Answer: \(\tan5\theta=\frac{5t-10t^3+t^5}{1-10t^2+5t^4},\qquad t=\tan\theta.\)
The roots of \(t^4-10t^2+5=0\) are
\(\pm\tan\frac{\pi}{5},\qquad \pm\tan\frac{2\pi}{5}.\)
Also,
\(\tan\frac{\pi}{5}\tan\frac{2\pi}{5}=\sqrt5.\)
Let \(t=\tan\theta\). From de Moivre’s theorem,
\(\,(\cos\theta+i\sin\theta)^5=\cos 5\theta+i\sin 5\theta\,\).
Expanding the left-hand side gives
\(\cos^5\theta+5i\cos^4\theta\sin\theta-10\cos^3\theta\sin^2\theta-10i\cos^2\theta\sin^3\theta+5\cos\theta\sin^4\theta+i\sin^5\theta\).
Equating real and imaginary parts:
\(\cos 5\theta=\cos^5\theta-10\cos^3\theta\sin^2\theta+5\cos\theta\sin^4\theta\),
\(\sin 5\theta=5\cos^4\theta\sin\theta-10\cos^2\theta\sin^3\theta+\sin^5\theta\).
Now factor out \(\cos^5\theta\) in each expression:
\(\cos 5\theta=\cos^5\theta\bigl(1-10\tan^2\theta+5\tan^4\theta\bigr)\),
\(\sin 5\theta=\cos^5\theta\bigl(5\tan\theta-10\tan^3\theta+\tan^5\theta\bigr)\).

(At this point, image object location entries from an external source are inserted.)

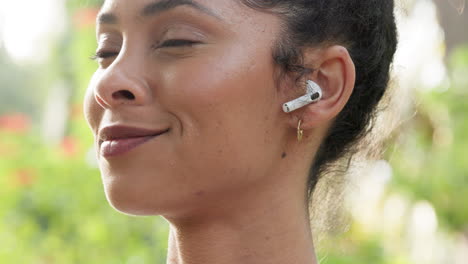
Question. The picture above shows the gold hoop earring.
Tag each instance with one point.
(300, 132)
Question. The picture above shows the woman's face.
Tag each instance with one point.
(184, 105)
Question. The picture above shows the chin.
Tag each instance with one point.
(130, 202)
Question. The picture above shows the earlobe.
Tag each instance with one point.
(335, 74)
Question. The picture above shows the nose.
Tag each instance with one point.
(119, 85)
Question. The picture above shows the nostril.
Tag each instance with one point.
(123, 94)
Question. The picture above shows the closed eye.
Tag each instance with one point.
(104, 55)
(177, 43)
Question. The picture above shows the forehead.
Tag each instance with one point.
(140, 7)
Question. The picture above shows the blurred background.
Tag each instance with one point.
(410, 206)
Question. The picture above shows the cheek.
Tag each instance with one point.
(226, 107)
(91, 110)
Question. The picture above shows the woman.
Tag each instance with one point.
(186, 109)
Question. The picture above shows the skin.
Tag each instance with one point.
(230, 175)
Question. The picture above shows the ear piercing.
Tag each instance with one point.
(314, 94)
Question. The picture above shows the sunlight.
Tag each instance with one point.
(28, 26)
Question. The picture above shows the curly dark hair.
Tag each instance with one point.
(367, 29)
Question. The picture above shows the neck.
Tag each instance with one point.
(256, 227)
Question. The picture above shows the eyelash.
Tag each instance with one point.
(171, 43)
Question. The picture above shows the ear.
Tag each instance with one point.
(335, 73)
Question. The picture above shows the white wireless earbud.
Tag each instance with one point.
(314, 94)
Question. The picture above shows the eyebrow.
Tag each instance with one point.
(156, 8)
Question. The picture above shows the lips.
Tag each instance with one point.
(118, 140)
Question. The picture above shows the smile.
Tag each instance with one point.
(118, 140)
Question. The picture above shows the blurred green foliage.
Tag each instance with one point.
(430, 158)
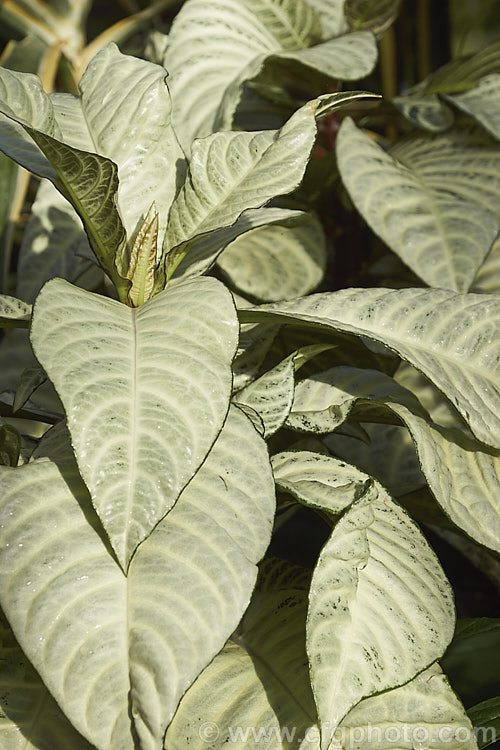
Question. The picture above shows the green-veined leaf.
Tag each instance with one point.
(463, 476)
(206, 249)
(425, 111)
(380, 608)
(141, 413)
(31, 379)
(433, 200)
(187, 586)
(388, 455)
(323, 401)
(266, 663)
(213, 51)
(30, 719)
(231, 172)
(488, 276)
(271, 395)
(452, 338)
(277, 261)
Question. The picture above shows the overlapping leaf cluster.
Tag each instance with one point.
(178, 375)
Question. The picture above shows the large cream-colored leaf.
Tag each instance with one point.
(64, 596)
(194, 576)
(380, 608)
(463, 475)
(257, 692)
(433, 200)
(145, 392)
(54, 244)
(277, 261)
(126, 105)
(231, 172)
(213, 50)
(258, 684)
(206, 249)
(423, 713)
(30, 719)
(452, 338)
(92, 633)
(209, 46)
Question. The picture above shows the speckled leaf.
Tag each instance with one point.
(278, 261)
(271, 395)
(380, 608)
(323, 401)
(388, 455)
(266, 662)
(318, 480)
(142, 417)
(452, 338)
(433, 200)
(14, 313)
(463, 476)
(209, 47)
(194, 576)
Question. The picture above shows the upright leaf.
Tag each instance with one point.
(277, 262)
(266, 663)
(210, 54)
(194, 576)
(145, 393)
(231, 172)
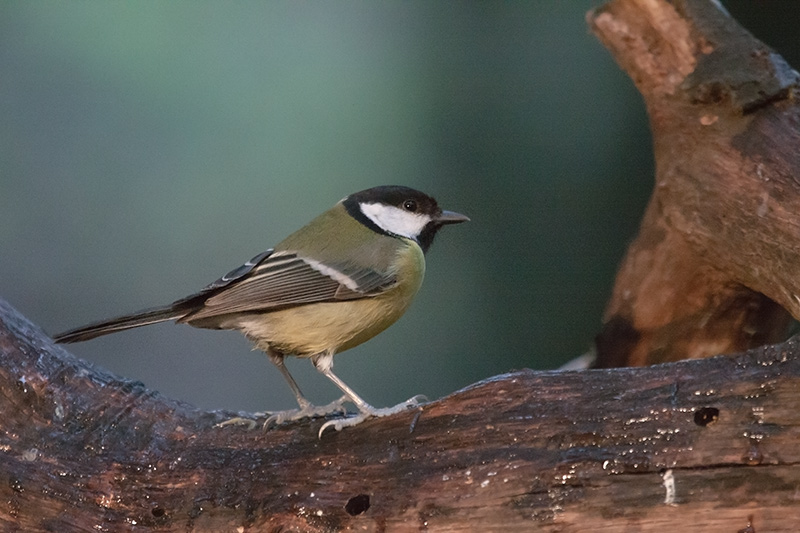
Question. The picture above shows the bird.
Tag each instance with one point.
(330, 286)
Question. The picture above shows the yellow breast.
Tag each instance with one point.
(337, 326)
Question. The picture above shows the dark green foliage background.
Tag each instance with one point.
(148, 147)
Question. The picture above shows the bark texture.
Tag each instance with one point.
(698, 445)
(707, 444)
(716, 265)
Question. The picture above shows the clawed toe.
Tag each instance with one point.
(340, 423)
(308, 411)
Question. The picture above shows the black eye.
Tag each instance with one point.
(410, 205)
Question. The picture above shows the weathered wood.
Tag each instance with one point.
(716, 265)
(698, 443)
(707, 444)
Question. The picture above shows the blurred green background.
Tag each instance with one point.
(149, 147)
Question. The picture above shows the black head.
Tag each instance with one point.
(400, 211)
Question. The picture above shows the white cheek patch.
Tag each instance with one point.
(396, 220)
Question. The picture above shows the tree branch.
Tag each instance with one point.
(705, 444)
(714, 268)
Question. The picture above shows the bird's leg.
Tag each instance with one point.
(307, 409)
(323, 363)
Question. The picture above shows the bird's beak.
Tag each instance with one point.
(451, 217)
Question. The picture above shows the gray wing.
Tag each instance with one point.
(273, 280)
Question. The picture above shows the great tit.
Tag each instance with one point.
(332, 285)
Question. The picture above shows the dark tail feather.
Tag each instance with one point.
(112, 325)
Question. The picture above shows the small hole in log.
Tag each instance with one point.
(706, 416)
(357, 504)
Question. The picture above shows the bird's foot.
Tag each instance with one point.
(307, 411)
(241, 421)
(369, 412)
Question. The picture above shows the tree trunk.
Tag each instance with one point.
(716, 265)
(707, 444)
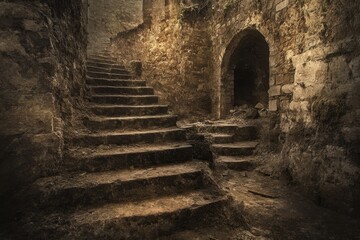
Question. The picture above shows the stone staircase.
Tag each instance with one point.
(130, 174)
(232, 146)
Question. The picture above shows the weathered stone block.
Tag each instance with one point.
(275, 91)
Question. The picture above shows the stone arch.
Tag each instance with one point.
(245, 71)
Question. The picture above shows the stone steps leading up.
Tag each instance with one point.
(125, 99)
(128, 157)
(115, 186)
(128, 110)
(235, 149)
(108, 75)
(113, 82)
(236, 163)
(146, 219)
(133, 122)
(121, 90)
(162, 135)
(116, 70)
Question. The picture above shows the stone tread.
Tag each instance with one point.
(245, 144)
(155, 207)
(85, 180)
(116, 150)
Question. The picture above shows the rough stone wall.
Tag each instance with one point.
(314, 65)
(175, 48)
(42, 52)
(109, 17)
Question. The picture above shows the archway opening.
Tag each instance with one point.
(245, 76)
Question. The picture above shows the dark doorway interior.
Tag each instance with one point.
(250, 62)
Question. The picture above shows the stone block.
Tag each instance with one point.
(274, 91)
(280, 6)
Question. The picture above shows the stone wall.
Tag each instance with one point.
(175, 48)
(42, 51)
(109, 17)
(313, 78)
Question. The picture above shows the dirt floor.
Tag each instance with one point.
(274, 210)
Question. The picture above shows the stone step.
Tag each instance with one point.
(129, 137)
(112, 82)
(103, 65)
(132, 122)
(128, 110)
(121, 90)
(125, 99)
(236, 163)
(80, 189)
(220, 138)
(108, 75)
(101, 60)
(145, 219)
(107, 70)
(115, 158)
(235, 149)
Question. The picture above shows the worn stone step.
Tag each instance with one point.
(220, 138)
(115, 70)
(108, 75)
(125, 99)
(121, 90)
(236, 163)
(112, 82)
(235, 149)
(117, 157)
(115, 186)
(128, 110)
(104, 65)
(101, 60)
(144, 219)
(129, 137)
(132, 122)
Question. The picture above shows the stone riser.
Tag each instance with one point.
(104, 65)
(129, 138)
(119, 83)
(131, 123)
(130, 160)
(108, 75)
(155, 226)
(117, 192)
(125, 100)
(107, 70)
(129, 110)
(224, 151)
(121, 90)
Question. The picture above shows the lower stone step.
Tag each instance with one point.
(137, 122)
(236, 163)
(218, 138)
(147, 219)
(235, 149)
(115, 158)
(121, 90)
(110, 82)
(74, 190)
(125, 99)
(128, 137)
(128, 110)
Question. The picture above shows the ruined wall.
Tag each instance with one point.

Since \(t=\tan\theta\), this gives
\(\tan 5\theta=\dfrac{\sin 5\theta}{\cos 5\theta}=\dfrac{5t-10t^3+t^5}{1-10t^2+5t^4}\),
which is the required identity.
Next, let \(\theta=\frac{\pi}{5}\) and \(\theta=\frac{2\pi}{5}\). Then \(5\theta=\pi\) and \(5\theta=2\pi\), so \(\tan 5\theta=0\). From
\(\tan 5\theta=\dfrac{5t-10t^3+t^5}{1-10t^2+5t^4}\),
the numerator must be zero:
\(5t-10t^3+t^5=0\).
Factorising,
\(t(t^4-10t^2+5)=0\).
Thus the non-zero values of \(t\) satisfy
\(t^4-10t^2+5=0\).
Therefore the roots are \(t=\pm\tan\frac{\pi}{5}\) and \(t=\pm\tan\frac{2\pi}{5}\).
Finally, for \(t^4-10t^2+5=0\), let \(x=t^2\). Then
\(x^2-10x+5=0\).
The product of the roots of this quadratic is \(5\), so
\(\tan^2\frac{\pi}{5}\tan^2\frac{2\pi}{5}=5\).
Since both tangents are positive,
\(\tan\frac{\pi}{5}\tan\frac{2\pi}{5}=\sqrt{5}\).